A: There's still a hefty taboo. Before I properly got into it, I felt an inheritance of shame coming down from my mum. Everything in that family has experienced that. Even though they did nothing wrong they feel they're to blame. It's so strong.
Q: You search for your mother's history in South Africa, which becomes a major character in your story itself. What did you think of it?
A: South Africa is shockingly beautiful and incredibly damaged at the same time. People are very proud of it, and it's wild. South Africa doesn't produce mild people. That's why my mum was so frustrated with her passive neighbors in England.
I sort of fell in love with Johannesburg, which is such an incredibly elbows-out, very commercial, very competitive city, unlike Capetown, which is very refined and very British.
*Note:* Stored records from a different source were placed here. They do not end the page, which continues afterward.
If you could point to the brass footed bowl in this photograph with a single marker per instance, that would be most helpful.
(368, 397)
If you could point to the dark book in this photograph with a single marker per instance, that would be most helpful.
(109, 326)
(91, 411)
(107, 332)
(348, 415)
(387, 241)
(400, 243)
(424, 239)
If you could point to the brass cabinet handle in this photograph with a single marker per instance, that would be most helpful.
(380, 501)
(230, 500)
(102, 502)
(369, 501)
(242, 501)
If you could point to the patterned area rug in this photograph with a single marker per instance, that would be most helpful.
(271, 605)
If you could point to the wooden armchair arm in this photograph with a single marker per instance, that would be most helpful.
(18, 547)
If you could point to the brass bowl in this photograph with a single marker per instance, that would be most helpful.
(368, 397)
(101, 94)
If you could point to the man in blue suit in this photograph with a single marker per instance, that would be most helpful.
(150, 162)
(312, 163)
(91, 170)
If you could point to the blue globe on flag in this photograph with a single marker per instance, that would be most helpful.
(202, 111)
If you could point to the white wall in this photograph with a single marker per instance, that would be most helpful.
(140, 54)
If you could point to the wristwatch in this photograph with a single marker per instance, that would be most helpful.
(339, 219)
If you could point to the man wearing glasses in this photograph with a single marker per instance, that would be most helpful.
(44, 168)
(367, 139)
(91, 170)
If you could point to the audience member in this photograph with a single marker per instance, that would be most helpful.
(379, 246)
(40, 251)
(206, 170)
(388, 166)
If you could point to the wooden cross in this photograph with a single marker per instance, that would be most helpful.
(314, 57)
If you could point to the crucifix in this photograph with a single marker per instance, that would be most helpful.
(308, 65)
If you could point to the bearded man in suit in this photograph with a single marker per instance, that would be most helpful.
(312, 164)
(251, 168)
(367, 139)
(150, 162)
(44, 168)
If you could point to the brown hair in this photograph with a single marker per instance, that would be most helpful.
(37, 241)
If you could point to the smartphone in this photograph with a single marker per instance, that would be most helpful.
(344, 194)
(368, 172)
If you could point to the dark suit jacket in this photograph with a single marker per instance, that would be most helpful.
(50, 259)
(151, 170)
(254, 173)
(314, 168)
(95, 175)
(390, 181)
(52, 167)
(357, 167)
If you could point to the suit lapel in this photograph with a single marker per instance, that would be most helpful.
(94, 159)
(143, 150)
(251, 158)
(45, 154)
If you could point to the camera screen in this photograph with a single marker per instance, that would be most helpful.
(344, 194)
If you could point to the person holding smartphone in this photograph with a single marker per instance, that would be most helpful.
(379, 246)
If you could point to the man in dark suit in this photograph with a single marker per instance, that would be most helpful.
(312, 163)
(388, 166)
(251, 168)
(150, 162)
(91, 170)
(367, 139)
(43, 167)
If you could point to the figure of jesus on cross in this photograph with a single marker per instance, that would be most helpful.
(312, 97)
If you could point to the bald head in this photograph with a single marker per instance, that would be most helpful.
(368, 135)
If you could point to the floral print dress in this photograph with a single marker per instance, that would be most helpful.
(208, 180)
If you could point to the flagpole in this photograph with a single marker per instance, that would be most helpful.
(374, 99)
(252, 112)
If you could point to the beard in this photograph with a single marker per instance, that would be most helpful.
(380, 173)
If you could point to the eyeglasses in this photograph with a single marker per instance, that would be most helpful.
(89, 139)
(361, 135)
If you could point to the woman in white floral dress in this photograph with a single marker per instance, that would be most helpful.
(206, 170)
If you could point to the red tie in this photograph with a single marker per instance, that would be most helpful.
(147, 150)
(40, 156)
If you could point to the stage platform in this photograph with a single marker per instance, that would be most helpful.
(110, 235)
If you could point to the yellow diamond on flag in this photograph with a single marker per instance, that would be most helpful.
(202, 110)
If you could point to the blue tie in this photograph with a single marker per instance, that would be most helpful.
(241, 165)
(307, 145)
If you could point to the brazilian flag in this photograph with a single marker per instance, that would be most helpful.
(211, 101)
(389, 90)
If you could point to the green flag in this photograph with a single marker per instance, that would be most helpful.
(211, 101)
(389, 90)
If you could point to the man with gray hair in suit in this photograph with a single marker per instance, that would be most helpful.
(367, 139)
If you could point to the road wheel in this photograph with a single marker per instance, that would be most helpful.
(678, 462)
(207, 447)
Johannesburg feels exciting like New York might have been in the 1920s, all rules are negotiable. It's very charming and glittering and can be deadly, a swaggering city that will start a fight with you if you're not careful.
Q: How has writing the book changed you personally?
A: I didn't have therapeutic intensions, I wrote it because it's a great story and it seemed absurd to have this kind of story and not tell it. I was sniffy about aphorisms like "closure" and "coming to terms with things."
But having done it and publicized it and talked about my family's background, it has absolutely no hold on me. All those shadows have receded. It's changed me, and I feel utterly liberated from anything from this background. I'm done with it.
Q: Are there lessons to be learned?
A: I hope so.
One, that my mum was very conscious about, is the idea that the story you tell yourself is as important as what happened to you. The way you construe it, and explain your inactions to yourself, that's a power that you have. You can be more than the sum total of what happens to you.
Choice is also very important. It's not to say you can become happy overnight. But there is some leeway to make decisions and make choices. It may take a decade, but it's important to decide that you won't be victimized for the rest of your life.